Three Stocks Morningstar Recommends Selling

Many experts have a bleak forecast for the stock market early next year.

That’s because short-term interest rates will likely continue to rise, inflation will likely stay elevated and the economy will likely weaken.

So there are some stocks you may want to avoid. Morningstar lists three of them.

Its analysts like companies that have durable competitive advantages, or what they call moats. “These types of companies have more resilience in the face of economic uncertainty than companies that don't have significant competitive advantages,” Morningstar investment specialist Susan Dziubinski wrote in a commentary.

But the Morningstar list consists of companies that “don’t have economic moats, are facing headwinds in the current economic climate, and look overpriced to us,” she said.

“Given their prices and economic vulnerability, we think these stocks are ones to cut loose going into the new year.”

Old Dominion Freight Lines (ODFL), the fourth-largest less-than-truckload carrier by revenue.

Morningstar analyst Matthew Young puts fair value for the stock at $201. It recently traded at $294.

The company is the “clear industry leader in terms of execution, freight selection, and service quality, which is no small factor for shippers,” he wrote in a commentary.

“That being said, freight demand is moderating as goods spending continues to shift to services, and inventory restocking diminishes,” Dziubinski said.

It’s moderating “especially among retail end markets, easing retailer restocking,” Young said. “We look for tonnage to decline in the low single digits (year over year) in the second half of the year.”

GlobalFoundries (GFS), a semiconductor maker.

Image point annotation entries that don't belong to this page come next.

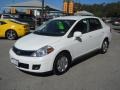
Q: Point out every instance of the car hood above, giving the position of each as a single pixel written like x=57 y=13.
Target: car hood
x=35 y=42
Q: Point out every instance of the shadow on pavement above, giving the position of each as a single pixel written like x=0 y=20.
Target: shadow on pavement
x=46 y=74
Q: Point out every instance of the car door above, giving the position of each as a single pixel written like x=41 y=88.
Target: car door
x=79 y=46
x=95 y=33
x=2 y=28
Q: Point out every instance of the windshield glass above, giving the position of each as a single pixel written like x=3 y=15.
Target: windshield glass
x=14 y=21
x=54 y=28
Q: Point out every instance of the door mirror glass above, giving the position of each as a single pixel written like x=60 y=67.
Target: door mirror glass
x=77 y=34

Morningstar analyst Abhinav Davuluri puts fair value for the stock at $45. It recently traded at $64.

“We like that 38% of the firm’s customers are under long-term agreements, with a total value over $27 billion, which offers visibility into future revenue growth and increases customer switching costs,” he wrote in a commentary. “GlobalFoundries is benefiting from richer content in smartphones.”

But, “management expects macroeconomic and geopolitical uncertainty to negatively impact the firm’s sales in the first half of 2023,” Davuluri said.

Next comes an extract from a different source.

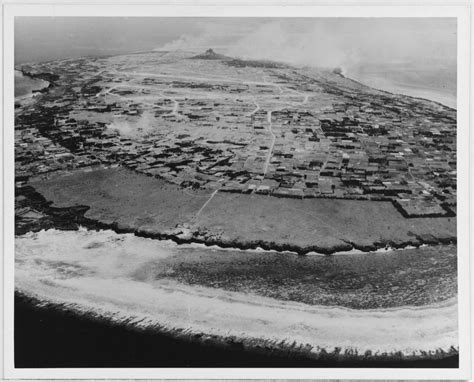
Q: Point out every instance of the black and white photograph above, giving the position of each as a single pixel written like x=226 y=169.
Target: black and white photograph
x=236 y=192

“We suspect the negative impact could last longer, though we still expect GlobalFoundries to grow its top line in 2023 thanks to new design wins and improved wafer pricing.”

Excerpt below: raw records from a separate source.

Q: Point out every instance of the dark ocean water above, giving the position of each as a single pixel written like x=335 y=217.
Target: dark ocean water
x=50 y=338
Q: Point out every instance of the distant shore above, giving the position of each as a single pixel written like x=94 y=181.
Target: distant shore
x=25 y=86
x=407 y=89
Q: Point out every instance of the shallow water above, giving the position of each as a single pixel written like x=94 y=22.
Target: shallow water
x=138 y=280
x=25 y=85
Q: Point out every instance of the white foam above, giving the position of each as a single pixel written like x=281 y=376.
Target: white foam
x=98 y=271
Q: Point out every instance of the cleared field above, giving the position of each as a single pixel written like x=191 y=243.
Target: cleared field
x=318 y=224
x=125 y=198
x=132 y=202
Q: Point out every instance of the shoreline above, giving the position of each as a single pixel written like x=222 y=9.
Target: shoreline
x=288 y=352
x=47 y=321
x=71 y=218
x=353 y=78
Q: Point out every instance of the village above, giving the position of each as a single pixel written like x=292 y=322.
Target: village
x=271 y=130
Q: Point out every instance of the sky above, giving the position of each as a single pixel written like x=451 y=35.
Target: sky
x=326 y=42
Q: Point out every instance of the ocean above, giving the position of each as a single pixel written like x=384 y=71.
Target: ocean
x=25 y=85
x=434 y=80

CF Industries (CF), a leading producer and distributor of nitrogen fertilizers. Morningstar analyst Seth Goldstein puts fair value for the stock at $85. It recently traded at $100.

“We think the market is forecasting higher nitrogen prices for longer,” he wrote in a commentary. “However, we point to declining prices of European natural gas, which is the feedstock used by marginal cost producers, as the driver for nitrogen prices to fall further back to our midcycle forecast.”

Nitrogen prices have fallen more than 30% since reaching a multi-year high during the second quarter, Goldstein noted. To be sure, while he expects prices to fall further in the coming years, he raised his mid-cycle price forecast by 9%.